There remains plenty of evidence that he faces a unique and relatively low ceiling within the Republican Party, and winning 21 percent in Iowa and 23 percent in New Hampshire doesn’t really change that. His coalition is composed of a large number of independents (among actual Republicans, he won only 16 percent in the Granite State) and his unfavorable scores among Republican voters nationally and in key primary states are poisonously high. This is a function of his breaks with GOP orthodoxy on several sensitive issues, most notably foreign policy — breaks that the party’s opinion-shaping elites, who are largely hostile to Paul because of his apostasies, are happy to point out to rank-and-file Republicans in blunt, alarmist terms.

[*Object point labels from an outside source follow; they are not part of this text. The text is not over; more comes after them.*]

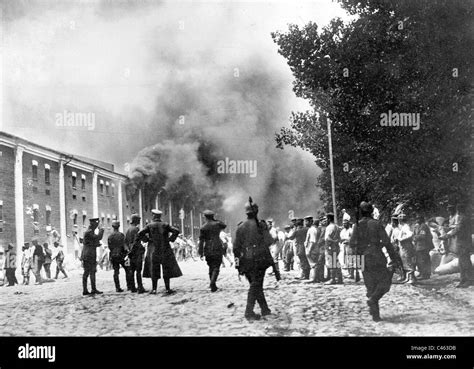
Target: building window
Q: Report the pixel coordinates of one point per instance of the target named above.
(74, 180)
(34, 170)
(48, 215)
(35, 213)
(47, 170)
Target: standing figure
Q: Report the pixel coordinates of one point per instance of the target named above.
(26, 261)
(116, 242)
(210, 246)
(89, 255)
(423, 241)
(38, 260)
(251, 249)
(300, 238)
(59, 257)
(47, 260)
(331, 238)
(159, 254)
(368, 239)
(406, 249)
(10, 265)
(460, 235)
(135, 254)
(311, 246)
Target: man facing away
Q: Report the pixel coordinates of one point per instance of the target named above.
(211, 247)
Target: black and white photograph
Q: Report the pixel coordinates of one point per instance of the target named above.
(205, 173)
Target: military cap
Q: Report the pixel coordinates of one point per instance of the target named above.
(366, 207)
(251, 208)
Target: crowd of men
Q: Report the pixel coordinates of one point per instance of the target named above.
(322, 251)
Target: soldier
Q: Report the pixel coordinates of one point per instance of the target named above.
(423, 245)
(332, 238)
(116, 243)
(288, 249)
(251, 249)
(367, 239)
(210, 246)
(135, 254)
(89, 256)
(300, 237)
(462, 241)
(159, 254)
(311, 246)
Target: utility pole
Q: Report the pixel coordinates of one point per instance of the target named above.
(331, 167)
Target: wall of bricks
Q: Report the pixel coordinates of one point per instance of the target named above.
(7, 195)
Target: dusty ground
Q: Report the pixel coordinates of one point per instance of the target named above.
(434, 308)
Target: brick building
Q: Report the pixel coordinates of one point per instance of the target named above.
(41, 187)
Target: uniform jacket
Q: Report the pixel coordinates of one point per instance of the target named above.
(368, 238)
(422, 238)
(116, 243)
(210, 243)
(251, 246)
(91, 242)
(159, 235)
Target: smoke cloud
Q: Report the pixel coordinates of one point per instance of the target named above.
(174, 87)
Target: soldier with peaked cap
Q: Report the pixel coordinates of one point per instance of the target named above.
(251, 249)
(159, 254)
(368, 238)
(211, 246)
(89, 255)
(135, 251)
(116, 243)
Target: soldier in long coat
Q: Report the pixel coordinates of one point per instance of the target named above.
(89, 255)
(159, 254)
(135, 254)
(211, 247)
(368, 239)
(251, 248)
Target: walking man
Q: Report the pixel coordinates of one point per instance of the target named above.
(210, 246)
(368, 239)
(89, 256)
(116, 242)
(135, 254)
(251, 248)
(159, 254)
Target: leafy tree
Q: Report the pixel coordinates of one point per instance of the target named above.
(404, 56)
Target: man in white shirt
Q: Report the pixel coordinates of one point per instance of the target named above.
(407, 250)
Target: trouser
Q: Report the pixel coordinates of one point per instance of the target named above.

Thus, Paul’s candidacy seems most akin to previous efforts from Jesse Jackson, Jerry Brown and Pat Buchanan — message/cause campaigns that attracted real followings but that didn’t grow their support as other candidates dropped out during the race. Buchanan, for instance, won New Hampshire with 29 percent in 1996 — at which point GOP opinion-shapers opened fire on him and ensured that he never won another nominating contest.
In other words, there’s good reason to believe that Paul will continue to attract significant support and maybe even win some small state caucuses, but that he’s not at all positioned to become a consensus candidate within the party. This is why the Romney campaign has spent far more time and energy worrying about Republican candidates who will end up receiving far fewer primary season votes than Paul — like, say, Rick Perry, who netted just 1 percent on Tuesday. But Perry, unlike Paul, came to the race with the potential to unite a clear majority of Republicans, and initially seemed on his way to doing so.
This actually points to two more ways in which Paul’s New Hampshire performance is very significant: 1) His success is only the latest example of New Hampshire elevating a candidate the national party’s most powerful forces would prefer to ignore — raising the question of whether the Granite State will retain its first-in-the-nation role in the GOP process for much longer; and 2) the size, uniqueness and loyalty of his coalition makes the possibility of a third-party Paul candidacy this fall worth considering.
What this all means is that if you’re interested in figuring out which candidate will emerge from the Republican race and have roughly a 50 percent chance of being the next president of the United States, Paul’s New Hampshire performance just doesn’t mean much. But that’s not the same as saying it means nothing at all — because it highlights all sorts of questions that are well worth exploring.